Midad Energy
- Native name: مداد للطاقة
- Company type: Private
- Industry: petroleum industry
- Founded: 2007; 19 years ago
- Headquarters: Riyadh, Saudi Arabia
- Key people: Abdulelah Mohammed Al Aiban (President and CEO)
- Website: midadenergy.com

= Midad Energy =

Saudi Arabian energy investor-operator company

Midad Energy (Arabic: مداد للطاقة) is a Saudi energy investor‑operator headquartered in Riyadh, Saudi Arabia. The company operates across the oil and gas value chain, including exploration, development, production, and strategic energy investments. Midad Energy operates independently and is not affiliated with any holding group or larger corporate conglomerate.

== History ==
On March 4, 2024, Midad Energy signed an agreement with Sonatrach, Algeria’s national state-owned oil company, to evaluate and develop gas fields in Illizi Province in southeastern Algeria. The production-sharing model agreement aims to accelerate hydrocarbon development and increase Algeria's gas reserves through investments financed by Midad Energy.

In October 2025, Midad Energy signed a contract with Sonatrach valued at approximately $5.4 billion for oil and gas exploration and development in the Illizi Basin in southern Algeria, located approximately 100 kilometers south of the town of In Amenas near the Libyan border.

Approximately $288 million of the investment was allocated to exploration activities. The agreement spans 30 years and targets production of approximately 933 million barrels of oil equivalent.

In December 2025, Midad Energy was among several companies, including ExxonMobil, Chevron, and The Carlyle Group, that submitted bids to acquire the Western-sanctioned international assets of Russian oil company Lukoil, Russia's second-largest oil producer. The assets were valued at approximately $22 billion and include oilfields, refineries, and thousands of fuel stations outside Russia.
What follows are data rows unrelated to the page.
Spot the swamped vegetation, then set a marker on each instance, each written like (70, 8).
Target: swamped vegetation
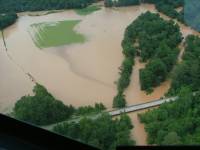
(102, 132)
(188, 72)
(38, 5)
(88, 10)
(178, 122)
(168, 7)
(42, 108)
(9, 8)
(156, 42)
(7, 20)
(50, 34)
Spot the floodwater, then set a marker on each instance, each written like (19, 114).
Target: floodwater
(78, 74)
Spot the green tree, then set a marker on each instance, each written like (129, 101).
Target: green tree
(171, 139)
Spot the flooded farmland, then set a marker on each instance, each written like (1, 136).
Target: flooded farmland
(77, 74)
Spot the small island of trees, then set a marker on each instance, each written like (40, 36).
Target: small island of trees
(157, 42)
(103, 132)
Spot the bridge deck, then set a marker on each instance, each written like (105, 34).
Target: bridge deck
(137, 107)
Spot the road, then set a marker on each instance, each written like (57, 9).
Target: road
(127, 109)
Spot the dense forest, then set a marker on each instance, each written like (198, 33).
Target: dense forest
(191, 13)
(158, 42)
(7, 20)
(44, 109)
(103, 132)
(155, 41)
(178, 122)
(37, 5)
(188, 72)
(9, 8)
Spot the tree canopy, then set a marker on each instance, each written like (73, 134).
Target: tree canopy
(176, 122)
(102, 132)
(157, 43)
(42, 108)
(7, 20)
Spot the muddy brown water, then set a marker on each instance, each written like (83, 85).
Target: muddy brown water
(78, 74)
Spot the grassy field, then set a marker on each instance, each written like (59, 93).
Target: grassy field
(52, 34)
(87, 10)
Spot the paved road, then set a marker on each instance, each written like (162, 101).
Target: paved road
(137, 107)
(127, 109)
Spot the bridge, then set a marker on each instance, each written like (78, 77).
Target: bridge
(141, 106)
(116, 112)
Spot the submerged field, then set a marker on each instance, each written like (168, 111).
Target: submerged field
(52, 34)
(88, 10)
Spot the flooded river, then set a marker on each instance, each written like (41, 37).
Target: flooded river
(78, 74)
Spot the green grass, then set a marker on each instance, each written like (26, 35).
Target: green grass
(52, 34)
(87, 10)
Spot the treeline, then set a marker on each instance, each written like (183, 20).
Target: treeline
(9, 8)
(158, 41)
(38, 5)
(188, 72)
(7, 20)
(155, 41)
(103, 132)
(168, 7)
(118, 3)
(191, 14)
(179, 122)
(44, 109)
(175, 123)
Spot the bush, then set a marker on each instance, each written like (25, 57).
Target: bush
(42, 108)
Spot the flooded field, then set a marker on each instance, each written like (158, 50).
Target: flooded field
(77, 74)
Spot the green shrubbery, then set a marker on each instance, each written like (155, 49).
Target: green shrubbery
(7, 20)
(102, 132)
(42, 108)
(37, 5)
(176, 122)
(188, 72)
(157, 42)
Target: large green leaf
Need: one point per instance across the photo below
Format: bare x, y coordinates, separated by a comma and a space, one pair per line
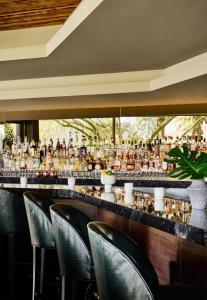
190, 164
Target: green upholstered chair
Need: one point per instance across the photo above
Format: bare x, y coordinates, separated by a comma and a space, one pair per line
122, 270
13, 221
41, 232
71, 236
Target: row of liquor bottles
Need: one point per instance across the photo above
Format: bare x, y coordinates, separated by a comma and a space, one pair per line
128, 156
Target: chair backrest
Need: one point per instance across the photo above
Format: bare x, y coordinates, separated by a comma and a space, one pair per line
71, 236
122, 270
38, 215
12, 213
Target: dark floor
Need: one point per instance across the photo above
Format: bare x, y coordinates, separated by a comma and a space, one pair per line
52, 289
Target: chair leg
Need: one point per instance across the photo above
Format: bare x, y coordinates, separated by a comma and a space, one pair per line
63, 288
11, 265
74, 289
42, 269
33, 272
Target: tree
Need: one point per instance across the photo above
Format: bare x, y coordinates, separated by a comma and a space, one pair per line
89, 127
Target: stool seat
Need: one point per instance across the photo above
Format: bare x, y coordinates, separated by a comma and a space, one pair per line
41, 232
124, 272
73, 247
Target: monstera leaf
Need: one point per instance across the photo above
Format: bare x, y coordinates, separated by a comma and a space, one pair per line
190, 164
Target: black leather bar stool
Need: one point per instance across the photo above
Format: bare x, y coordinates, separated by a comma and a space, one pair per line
70, 227
13, 222
123, 271
41, 232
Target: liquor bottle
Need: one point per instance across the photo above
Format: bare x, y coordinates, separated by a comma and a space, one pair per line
14, 147
19, 146
25, 146
63, 147
32, 148
83, 149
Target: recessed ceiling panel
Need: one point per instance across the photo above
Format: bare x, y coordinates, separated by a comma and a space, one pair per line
19, 14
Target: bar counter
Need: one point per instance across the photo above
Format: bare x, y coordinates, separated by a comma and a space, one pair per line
176, 217
173, 239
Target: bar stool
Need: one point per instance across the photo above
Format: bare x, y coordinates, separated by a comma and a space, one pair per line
123, 271
75, 261
41, 232
13, 222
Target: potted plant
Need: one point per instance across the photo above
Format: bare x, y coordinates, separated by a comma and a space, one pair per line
191, 165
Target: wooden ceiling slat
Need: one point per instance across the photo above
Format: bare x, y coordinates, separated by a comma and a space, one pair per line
26, 14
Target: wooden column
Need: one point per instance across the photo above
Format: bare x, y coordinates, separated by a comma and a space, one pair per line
114, 130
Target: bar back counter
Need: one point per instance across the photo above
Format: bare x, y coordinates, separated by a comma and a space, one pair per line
173, 238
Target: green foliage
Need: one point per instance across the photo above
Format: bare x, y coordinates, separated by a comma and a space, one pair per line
190, 164
9, 135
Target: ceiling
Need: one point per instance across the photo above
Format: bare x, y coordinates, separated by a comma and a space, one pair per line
118, 36
19, 14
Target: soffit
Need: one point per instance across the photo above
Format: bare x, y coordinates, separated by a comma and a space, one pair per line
123, 36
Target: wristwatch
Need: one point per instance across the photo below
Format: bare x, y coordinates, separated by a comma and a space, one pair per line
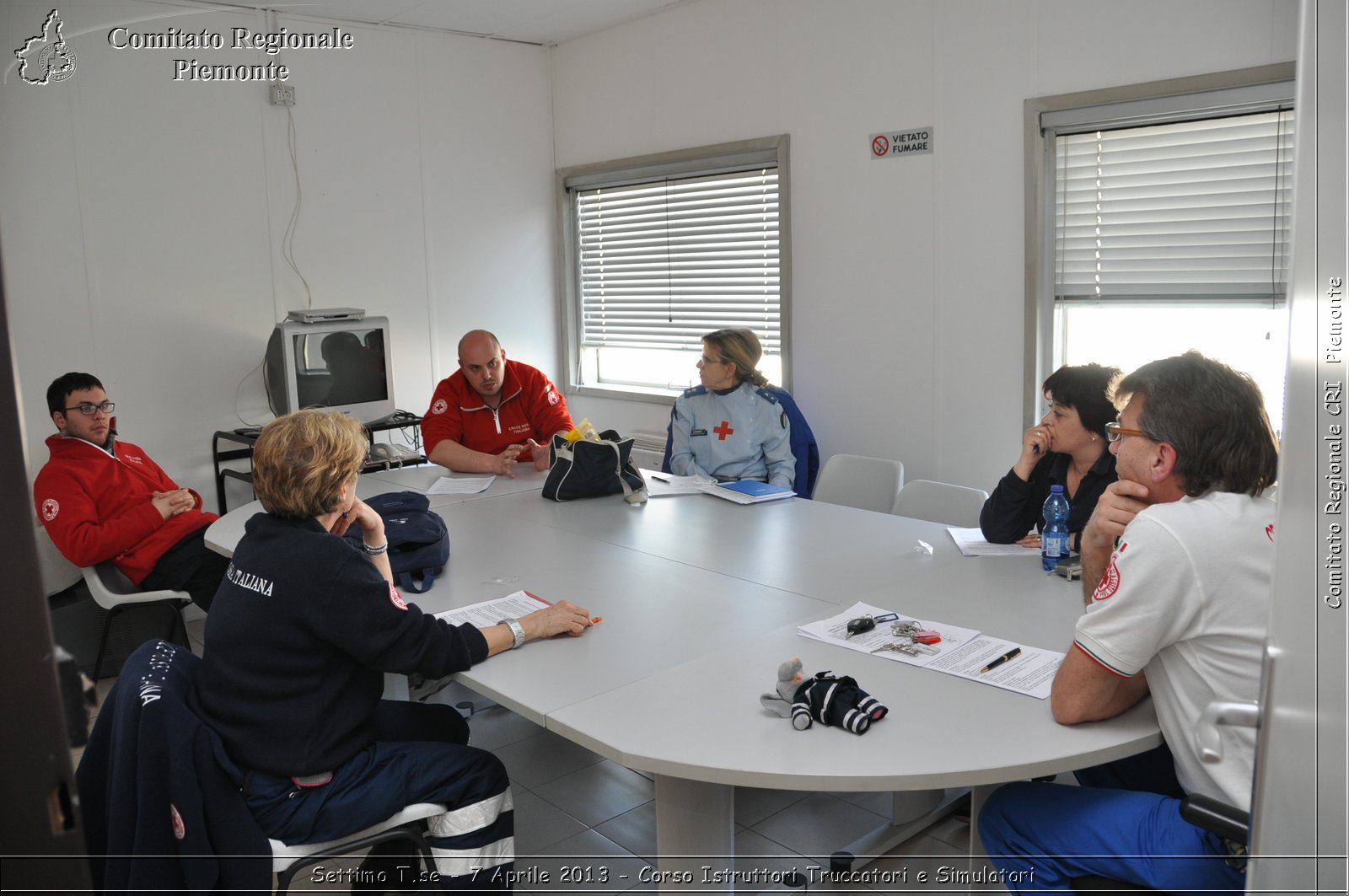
517, 629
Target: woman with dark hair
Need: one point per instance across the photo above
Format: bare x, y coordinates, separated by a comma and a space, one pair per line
732, 427
1066, 448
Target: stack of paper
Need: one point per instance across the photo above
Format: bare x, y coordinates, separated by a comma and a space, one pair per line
973, 544
664, 485
748, 491
962, 652
460, 485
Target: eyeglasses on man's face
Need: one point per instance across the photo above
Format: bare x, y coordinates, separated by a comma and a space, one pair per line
1115, 432
89, 409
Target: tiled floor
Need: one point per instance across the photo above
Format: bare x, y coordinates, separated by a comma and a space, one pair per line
575, 808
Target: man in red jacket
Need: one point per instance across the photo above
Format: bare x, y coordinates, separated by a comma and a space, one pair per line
492, 412
101, 500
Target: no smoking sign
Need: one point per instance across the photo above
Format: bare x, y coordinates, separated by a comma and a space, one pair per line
889, 145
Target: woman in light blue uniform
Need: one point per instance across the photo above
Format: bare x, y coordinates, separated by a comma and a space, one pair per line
732, 427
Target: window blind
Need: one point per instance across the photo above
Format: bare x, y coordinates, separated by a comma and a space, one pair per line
660, 263
1196, 209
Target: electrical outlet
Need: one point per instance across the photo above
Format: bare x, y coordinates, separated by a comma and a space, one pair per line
282, 94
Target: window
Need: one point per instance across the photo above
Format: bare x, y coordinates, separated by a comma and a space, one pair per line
1166, 227
663, 249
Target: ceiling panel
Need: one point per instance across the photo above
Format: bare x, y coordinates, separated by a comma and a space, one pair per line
528, 20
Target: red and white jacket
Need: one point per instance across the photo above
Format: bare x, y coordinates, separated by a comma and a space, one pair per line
96, 507
530, 408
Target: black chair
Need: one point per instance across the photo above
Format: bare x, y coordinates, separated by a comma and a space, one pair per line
1204, 811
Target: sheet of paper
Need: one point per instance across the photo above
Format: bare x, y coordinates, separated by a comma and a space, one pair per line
973, 544
834, 629
492, 612
460, 485
667, 485
1029, 673
962, 652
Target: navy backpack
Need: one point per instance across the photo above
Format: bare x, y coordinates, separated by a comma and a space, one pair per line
418, 543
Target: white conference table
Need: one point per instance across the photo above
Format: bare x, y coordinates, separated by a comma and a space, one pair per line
701, 599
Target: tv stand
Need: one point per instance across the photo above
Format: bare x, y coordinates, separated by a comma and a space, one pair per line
246, 436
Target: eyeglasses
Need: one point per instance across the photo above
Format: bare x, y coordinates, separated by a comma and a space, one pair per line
88, 409
1115, 432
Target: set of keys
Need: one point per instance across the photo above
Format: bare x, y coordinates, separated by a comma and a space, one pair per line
914, 639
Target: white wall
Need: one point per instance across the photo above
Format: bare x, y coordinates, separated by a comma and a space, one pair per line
142, 219
907, 334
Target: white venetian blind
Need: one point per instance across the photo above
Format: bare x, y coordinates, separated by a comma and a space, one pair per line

In February 2026, Midad Energy signed a preliminary agreement with Russian company Lukoil to acquire its international assets. The agreement includes a provision requiring the cash offer to be deposited into an escrow account pending necessary regulatory approvals, including approval from the United States Department of the Treasury, to complete the acquisition under the constraints imposed on Russian assets.

==Leadership==
The company is led by Abdulelah bin Mohammed Al‑Aiban, who serves as Chairman and Chief Executive Officer of Midad Energy.